Optimize INSERT / UPDATE / DELETE operation
- by clime
I wonder if the following script can be optimized somehow. It does write a lot to disk because it deletes possibly up-to-date rows and reinserts them. I was thinking about applying something like "insert ... on duplicate key update" and found some possibilities for single-row updates but I don't know how to apply it in the context of INSERT INTO ... SELECT query.
CREATE OR REPLACE FUNCTION update_member_search_index() RETURNS VOID AS $$
        DECLARE
                member_content_type_id INTEGER;
        BEGIN
                member_content_type_id := (SELECT id FROM django_content_type WHERE app_label='web' AND model='member');
                DELETE FROM watson_searchentry WHERE content_type_id = member_content_type_id;
                INSERT INTO watson_searchentry (engine_slug, content_type_id, object_id, object_id_int, title, description, content, url, meta_encoded)
                SELECT 'default',
                        member_content_type_id,
                        web_member.id,
                        web_member.id,
                        web_member.name,
                        '',
                        web_user.email||' '||web_member.normalized_name||' '||web_country.name,
                        '',
                        '{}'
                FROM web_member INNER JOIN web_user ON (web_member.user_id = web_user.id) INNER JOIN web_country ON (web_member.country_id = web_country.id)

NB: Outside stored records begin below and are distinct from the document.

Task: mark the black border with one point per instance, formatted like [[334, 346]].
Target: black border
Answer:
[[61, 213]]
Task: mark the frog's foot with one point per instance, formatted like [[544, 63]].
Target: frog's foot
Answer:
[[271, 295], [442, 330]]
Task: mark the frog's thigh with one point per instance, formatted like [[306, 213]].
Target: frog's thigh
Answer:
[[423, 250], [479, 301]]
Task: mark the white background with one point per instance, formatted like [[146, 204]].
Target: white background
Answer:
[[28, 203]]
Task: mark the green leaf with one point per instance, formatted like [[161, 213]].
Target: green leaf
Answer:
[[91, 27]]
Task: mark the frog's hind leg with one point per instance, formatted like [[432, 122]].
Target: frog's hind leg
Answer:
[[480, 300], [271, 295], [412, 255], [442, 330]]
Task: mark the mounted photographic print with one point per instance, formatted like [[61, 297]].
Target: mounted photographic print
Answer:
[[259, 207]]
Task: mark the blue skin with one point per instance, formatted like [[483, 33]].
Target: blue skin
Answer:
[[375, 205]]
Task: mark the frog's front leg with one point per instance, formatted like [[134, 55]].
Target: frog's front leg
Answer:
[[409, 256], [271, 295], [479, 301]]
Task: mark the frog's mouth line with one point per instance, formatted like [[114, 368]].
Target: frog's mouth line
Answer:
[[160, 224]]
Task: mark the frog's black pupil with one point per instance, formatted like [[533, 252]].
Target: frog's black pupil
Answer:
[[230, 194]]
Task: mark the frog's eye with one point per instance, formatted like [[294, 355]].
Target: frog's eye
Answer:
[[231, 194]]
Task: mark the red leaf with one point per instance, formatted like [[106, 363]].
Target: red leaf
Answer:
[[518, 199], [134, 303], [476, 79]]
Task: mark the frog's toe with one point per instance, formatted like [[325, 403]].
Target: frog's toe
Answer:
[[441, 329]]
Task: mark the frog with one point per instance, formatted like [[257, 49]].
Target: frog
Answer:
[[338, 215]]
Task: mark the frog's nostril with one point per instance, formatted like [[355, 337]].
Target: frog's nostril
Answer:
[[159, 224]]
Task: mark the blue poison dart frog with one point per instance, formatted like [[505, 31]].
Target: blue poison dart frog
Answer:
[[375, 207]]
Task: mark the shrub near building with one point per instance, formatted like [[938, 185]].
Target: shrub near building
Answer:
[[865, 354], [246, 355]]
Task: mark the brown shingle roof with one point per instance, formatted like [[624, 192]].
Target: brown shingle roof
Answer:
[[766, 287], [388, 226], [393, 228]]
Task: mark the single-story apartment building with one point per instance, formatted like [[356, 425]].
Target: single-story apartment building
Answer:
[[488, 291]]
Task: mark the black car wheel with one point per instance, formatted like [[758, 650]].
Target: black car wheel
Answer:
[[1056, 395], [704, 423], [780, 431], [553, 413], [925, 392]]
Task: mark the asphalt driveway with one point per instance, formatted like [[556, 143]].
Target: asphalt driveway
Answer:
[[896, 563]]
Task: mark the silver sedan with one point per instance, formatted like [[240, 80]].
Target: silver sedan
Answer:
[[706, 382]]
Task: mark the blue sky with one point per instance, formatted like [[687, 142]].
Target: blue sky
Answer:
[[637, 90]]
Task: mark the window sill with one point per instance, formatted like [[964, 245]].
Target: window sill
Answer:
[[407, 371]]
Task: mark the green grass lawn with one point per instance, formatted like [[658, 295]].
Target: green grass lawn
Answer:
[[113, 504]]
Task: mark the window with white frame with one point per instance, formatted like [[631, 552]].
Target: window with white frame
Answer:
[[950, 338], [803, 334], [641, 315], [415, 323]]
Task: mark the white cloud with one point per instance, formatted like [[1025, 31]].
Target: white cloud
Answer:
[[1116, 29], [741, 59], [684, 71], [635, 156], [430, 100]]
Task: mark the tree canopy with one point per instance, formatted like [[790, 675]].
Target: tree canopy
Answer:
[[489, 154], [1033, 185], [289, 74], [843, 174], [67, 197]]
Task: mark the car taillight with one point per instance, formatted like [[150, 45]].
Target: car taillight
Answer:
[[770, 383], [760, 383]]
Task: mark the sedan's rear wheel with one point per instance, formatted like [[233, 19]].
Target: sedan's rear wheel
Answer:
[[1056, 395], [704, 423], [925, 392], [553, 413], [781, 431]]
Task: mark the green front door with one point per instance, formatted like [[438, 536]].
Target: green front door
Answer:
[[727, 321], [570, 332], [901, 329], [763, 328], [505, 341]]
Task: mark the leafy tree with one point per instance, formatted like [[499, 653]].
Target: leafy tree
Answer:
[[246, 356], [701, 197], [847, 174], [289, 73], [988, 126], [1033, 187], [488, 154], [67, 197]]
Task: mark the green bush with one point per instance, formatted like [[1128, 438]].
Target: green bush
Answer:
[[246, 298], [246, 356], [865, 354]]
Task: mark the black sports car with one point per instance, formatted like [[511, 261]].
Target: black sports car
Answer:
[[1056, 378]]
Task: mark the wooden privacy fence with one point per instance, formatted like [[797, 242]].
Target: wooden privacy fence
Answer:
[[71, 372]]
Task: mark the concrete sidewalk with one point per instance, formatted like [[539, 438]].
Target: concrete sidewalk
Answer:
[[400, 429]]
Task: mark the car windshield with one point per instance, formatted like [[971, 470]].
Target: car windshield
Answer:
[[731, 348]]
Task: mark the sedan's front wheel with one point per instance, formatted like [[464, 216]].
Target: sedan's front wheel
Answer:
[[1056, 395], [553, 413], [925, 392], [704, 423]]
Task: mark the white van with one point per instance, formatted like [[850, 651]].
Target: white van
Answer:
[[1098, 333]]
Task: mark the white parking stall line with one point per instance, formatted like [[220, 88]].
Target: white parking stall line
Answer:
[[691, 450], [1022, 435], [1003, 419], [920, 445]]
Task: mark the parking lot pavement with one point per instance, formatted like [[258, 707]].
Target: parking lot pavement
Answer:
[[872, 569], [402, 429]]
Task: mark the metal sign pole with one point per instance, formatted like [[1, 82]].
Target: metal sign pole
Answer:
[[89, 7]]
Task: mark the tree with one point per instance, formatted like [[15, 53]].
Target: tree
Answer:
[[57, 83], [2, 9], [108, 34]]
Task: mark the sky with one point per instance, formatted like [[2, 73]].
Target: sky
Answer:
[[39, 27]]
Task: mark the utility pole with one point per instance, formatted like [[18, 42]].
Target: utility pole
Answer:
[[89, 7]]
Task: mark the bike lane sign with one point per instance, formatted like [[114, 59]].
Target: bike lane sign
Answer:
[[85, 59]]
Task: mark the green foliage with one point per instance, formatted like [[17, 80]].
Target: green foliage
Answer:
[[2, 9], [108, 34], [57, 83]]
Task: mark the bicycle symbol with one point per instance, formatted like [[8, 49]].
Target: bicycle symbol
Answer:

                WHERE web_user.is_active=TRUE;
        END;
$$ LANGUAGE plpgsql;
EDIT: Schemas of web_member, watson_searchentry, web_user, web_country: http://pastebin.com/3tRVPPVi.
(content_type_id, object_id_int) in watson_searchentry is unique pair in the table but atm the index is not present (there is no use for it).
This script should be run at most once a day for full rebuilds of search index.